Petro se fue del Congreso antes de oír a la oposición y deja un gesto político fuerte
Imagen: El Tiempo - Política
Gustavo Petro abandonó el Congreso antes de escuchar la réplica de la oposición, rompiendo una tradición reciente en su presencia en el Legislativo. Es la primera vez que el presidente se retira sin quedarse al pulso político final de la jornada.
La decisión del presidente Gustavo Petro de levantarse y salir del Congreso antes de escuchar la réplica de la oposición marca un gesto político que no pasa desapercibido. Más allá del protocolo, el hecho deja una señal clara: el mandatario prefirió no permanecer en la escena final del debate, justo cuando sus contradictores iban a responderle en el recinto legislativo.
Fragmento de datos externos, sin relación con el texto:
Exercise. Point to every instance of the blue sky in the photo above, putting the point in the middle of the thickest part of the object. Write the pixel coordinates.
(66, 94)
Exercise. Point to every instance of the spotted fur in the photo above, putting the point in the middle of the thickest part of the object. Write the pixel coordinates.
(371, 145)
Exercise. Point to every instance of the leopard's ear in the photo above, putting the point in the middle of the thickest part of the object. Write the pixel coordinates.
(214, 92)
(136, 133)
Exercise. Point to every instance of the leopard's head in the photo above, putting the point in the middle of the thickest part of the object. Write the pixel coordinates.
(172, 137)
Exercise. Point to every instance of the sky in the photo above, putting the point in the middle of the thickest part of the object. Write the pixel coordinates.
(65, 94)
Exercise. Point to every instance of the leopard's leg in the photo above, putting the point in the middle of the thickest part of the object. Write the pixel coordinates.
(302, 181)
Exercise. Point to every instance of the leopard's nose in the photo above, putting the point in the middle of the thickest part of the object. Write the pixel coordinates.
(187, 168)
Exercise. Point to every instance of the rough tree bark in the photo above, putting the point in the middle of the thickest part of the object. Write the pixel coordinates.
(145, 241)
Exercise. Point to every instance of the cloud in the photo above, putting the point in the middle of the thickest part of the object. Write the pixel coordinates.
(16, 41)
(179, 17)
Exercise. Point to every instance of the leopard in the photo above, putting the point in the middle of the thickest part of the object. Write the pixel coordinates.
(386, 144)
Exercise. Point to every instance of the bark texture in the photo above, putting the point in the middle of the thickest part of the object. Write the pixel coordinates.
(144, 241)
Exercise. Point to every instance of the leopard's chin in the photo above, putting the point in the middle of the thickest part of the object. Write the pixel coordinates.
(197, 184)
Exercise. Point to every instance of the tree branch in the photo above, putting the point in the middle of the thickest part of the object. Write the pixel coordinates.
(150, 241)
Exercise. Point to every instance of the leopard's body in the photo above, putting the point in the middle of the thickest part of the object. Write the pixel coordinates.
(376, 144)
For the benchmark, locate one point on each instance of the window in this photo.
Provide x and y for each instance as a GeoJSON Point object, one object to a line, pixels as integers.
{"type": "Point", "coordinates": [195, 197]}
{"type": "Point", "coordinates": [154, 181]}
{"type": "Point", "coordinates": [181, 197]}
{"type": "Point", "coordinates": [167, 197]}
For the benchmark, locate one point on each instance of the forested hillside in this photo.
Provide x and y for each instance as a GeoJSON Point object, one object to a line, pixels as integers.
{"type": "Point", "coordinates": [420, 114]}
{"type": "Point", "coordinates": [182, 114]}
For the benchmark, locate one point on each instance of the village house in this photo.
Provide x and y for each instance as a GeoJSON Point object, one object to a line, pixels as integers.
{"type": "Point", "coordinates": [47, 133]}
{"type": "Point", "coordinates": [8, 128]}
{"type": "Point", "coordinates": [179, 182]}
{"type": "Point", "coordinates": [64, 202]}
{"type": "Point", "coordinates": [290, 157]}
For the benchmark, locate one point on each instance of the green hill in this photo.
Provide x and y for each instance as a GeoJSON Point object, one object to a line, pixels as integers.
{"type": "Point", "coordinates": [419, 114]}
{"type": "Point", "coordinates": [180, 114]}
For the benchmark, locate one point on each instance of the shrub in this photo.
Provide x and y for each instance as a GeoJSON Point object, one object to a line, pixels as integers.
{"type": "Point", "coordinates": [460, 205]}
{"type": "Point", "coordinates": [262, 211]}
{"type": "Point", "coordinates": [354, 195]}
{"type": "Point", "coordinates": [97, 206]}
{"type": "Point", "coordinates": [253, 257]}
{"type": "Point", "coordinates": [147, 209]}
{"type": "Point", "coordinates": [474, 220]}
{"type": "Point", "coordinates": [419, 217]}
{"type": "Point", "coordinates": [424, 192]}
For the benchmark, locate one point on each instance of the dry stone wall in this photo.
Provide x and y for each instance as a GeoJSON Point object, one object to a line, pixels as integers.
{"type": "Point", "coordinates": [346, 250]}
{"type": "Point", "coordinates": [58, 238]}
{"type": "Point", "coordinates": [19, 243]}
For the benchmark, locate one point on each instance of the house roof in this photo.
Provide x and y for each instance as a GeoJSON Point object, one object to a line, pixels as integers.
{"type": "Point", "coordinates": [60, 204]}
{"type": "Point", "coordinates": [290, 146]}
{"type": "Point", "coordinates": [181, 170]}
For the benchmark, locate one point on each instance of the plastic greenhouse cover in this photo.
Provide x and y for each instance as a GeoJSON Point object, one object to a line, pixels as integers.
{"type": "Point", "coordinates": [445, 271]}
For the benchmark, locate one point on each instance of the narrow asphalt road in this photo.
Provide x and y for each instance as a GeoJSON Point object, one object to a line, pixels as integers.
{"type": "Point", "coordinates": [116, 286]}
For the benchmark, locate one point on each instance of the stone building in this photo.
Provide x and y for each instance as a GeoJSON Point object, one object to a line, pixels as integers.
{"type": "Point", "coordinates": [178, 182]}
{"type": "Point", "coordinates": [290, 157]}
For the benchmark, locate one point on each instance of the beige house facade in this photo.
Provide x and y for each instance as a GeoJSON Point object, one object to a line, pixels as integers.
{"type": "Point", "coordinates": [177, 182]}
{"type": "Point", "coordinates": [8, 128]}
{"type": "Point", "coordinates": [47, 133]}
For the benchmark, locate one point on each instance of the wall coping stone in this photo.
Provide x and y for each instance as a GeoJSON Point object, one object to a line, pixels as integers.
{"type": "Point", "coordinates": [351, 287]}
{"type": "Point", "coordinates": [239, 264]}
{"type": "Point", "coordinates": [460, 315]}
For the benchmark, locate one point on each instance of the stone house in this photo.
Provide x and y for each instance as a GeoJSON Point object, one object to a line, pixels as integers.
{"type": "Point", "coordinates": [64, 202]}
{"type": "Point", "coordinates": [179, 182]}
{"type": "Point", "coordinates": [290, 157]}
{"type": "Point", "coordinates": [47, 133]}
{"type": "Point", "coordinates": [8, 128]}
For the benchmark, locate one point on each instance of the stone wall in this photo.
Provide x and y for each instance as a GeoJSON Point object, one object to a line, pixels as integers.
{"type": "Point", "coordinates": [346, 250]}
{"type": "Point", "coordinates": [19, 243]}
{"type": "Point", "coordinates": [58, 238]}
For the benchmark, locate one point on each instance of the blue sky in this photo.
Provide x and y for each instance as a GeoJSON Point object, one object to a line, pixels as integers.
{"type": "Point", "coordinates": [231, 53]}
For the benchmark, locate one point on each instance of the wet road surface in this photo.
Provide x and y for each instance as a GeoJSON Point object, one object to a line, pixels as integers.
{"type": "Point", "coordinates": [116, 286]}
Es la primera vez que el jefe de Estado adopta esa postura en este tipo de jornada, un detalle que en política suele pesar tanto como el discurso mismo.
Según informó El Tiempo - Política, Petro asistió a la sesión en el Congreso, pero no se quedó a escuchar los discursos de sus opositores, algo que hasta ahora había hecho en eventos similares. La ausencia del presidente en ese tramo final cambia la lectura del momento: no solo se trató de una retirada física, sino de una renuncia a presenciar el intercambio más áspero del debate político. En un país donde cada gesto presidencial es interpretado como un mensaje, salir antes de oír a la oposición equivale, como mínimo, a dejar sin respuesta inmediata las críticas que venían en camino.
El episodio importa porque ocurre en un escenario ya marcado por la polarización y por la dificultad del Gobierno para construir puentes con el Congreso. La relación entre Petro y la oposición ha sido tensa desde el inicio de su mandato, y este tipo de decisiones alimenta la idea de un Ejecutivo poco dispuesto a someterse al contraste político completo. En términos prácticos, el gesto también puede influir en el clima legislativo: cuando el presidente no se queda a escuchar, el mensaje que recibe el Congreso es que el diálogo institucional sigue siendo frágil y que la confrontación pesa más que la deliberación. Para la ciudadanía, esto no es una anécdota menor; habla de la calidad del debate democrático y de la capacidad del Gobierno para lidiar con el disenso sin convertir cada intervención en un pulso personal.
Lo que dejó esta escena no fue solo la imagen de un presidente saliendo antes de tiempo, sino la confirmación de que la relación entre el Ejecutivo y sus adversarios sigue atravesada por la desconfianza. En política, los silencios y las ausencias también comunican. Y esta vez, el vacío que dejó Petro en el Congreso dice tanto como cualquier réplica que hubiera escuchado.